Klasisizm’de görülen insan, sıradan bir insan değildir. Eğitim görmüş soylu bir insandır. Bu insan belli bir toprağın malı değil evrenseldir. Yani eserde insanların tümünde görülebilen, zamanla değişmeyecek özellikler anlatılmıştır. Soylu insanın “bozuk çıkmış nüshaları” saydıkları sıradan kişilere eserlerde yer verilmemiştir.

Akımın Dili ve Üslubu
Klasisizm’de yazar olayları anlatırken kendini gizler. Kendi duygularını, zaaflarını, tutkularını, sırlarını söylemekten kaçınır. Ona göre eser yazarın iç dökme yeri değildir. Okuyucunun ya da seyircinin dikkati sadece konu içindeki tipler üzerinde toplanmalıdır.
Eserde biçim mükemmelliği aranır. Anlatılmak istenen, açık ve net bir biçimde ortaya konmalı, gereksiz sözlerden arınmalıdır.
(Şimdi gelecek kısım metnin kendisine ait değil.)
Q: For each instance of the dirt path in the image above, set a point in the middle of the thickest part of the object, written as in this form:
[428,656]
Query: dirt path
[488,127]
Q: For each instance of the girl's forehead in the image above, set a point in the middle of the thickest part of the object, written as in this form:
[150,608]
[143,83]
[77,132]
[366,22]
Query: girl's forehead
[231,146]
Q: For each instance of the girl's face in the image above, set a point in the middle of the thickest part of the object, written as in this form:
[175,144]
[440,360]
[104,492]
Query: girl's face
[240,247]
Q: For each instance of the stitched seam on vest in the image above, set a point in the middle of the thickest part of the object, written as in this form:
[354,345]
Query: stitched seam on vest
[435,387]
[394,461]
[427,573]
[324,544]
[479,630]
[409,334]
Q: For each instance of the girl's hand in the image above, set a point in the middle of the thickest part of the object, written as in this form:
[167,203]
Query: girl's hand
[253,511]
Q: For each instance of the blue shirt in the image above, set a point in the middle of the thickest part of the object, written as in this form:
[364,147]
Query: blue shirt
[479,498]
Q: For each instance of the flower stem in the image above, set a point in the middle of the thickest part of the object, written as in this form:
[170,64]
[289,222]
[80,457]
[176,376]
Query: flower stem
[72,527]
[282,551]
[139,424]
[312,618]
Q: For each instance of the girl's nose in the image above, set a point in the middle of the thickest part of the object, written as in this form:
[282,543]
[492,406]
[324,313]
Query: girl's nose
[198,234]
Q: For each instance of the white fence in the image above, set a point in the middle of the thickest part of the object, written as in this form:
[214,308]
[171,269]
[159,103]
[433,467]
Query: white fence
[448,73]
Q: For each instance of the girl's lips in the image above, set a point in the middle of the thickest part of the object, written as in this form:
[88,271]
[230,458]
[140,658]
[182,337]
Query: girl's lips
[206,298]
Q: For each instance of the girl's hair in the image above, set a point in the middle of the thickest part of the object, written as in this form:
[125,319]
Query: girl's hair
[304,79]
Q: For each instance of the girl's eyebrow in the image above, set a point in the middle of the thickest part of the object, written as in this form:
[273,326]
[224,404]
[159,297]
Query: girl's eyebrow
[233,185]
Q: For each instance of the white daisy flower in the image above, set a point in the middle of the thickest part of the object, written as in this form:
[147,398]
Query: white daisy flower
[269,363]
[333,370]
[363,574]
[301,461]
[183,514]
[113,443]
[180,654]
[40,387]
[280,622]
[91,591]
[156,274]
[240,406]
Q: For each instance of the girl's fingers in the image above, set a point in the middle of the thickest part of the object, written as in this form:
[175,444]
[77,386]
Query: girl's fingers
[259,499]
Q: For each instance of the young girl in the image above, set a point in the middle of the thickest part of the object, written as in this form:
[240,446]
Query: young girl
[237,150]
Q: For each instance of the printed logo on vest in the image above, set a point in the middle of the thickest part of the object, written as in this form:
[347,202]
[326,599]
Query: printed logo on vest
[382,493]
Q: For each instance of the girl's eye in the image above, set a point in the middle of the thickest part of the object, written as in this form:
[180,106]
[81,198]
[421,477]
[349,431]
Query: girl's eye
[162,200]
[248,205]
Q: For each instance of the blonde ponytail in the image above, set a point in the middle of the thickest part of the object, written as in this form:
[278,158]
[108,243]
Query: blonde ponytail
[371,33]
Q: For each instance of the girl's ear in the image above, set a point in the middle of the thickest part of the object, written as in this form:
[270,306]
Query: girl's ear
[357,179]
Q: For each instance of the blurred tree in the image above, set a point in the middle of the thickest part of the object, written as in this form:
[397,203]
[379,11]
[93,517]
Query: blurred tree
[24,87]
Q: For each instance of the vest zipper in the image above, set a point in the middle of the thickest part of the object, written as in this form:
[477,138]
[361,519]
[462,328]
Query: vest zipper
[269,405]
Üslup yapmacıktan uzak, sade ve ağırbaşlıdır. Okurun dikkati söyleyişteki süse değil söylenene çekilir.
Konu gerçek hayata uygun olmalıdır. Okura ya da seyirciye inanılmayacak şey sunmaktan kaçınılır. Konuya değil konunun ele alış biçimine değer verildiğinden aynı olay birçok kez anlatılmıştır. Bu yönüyle Divan edebiyatına benzer.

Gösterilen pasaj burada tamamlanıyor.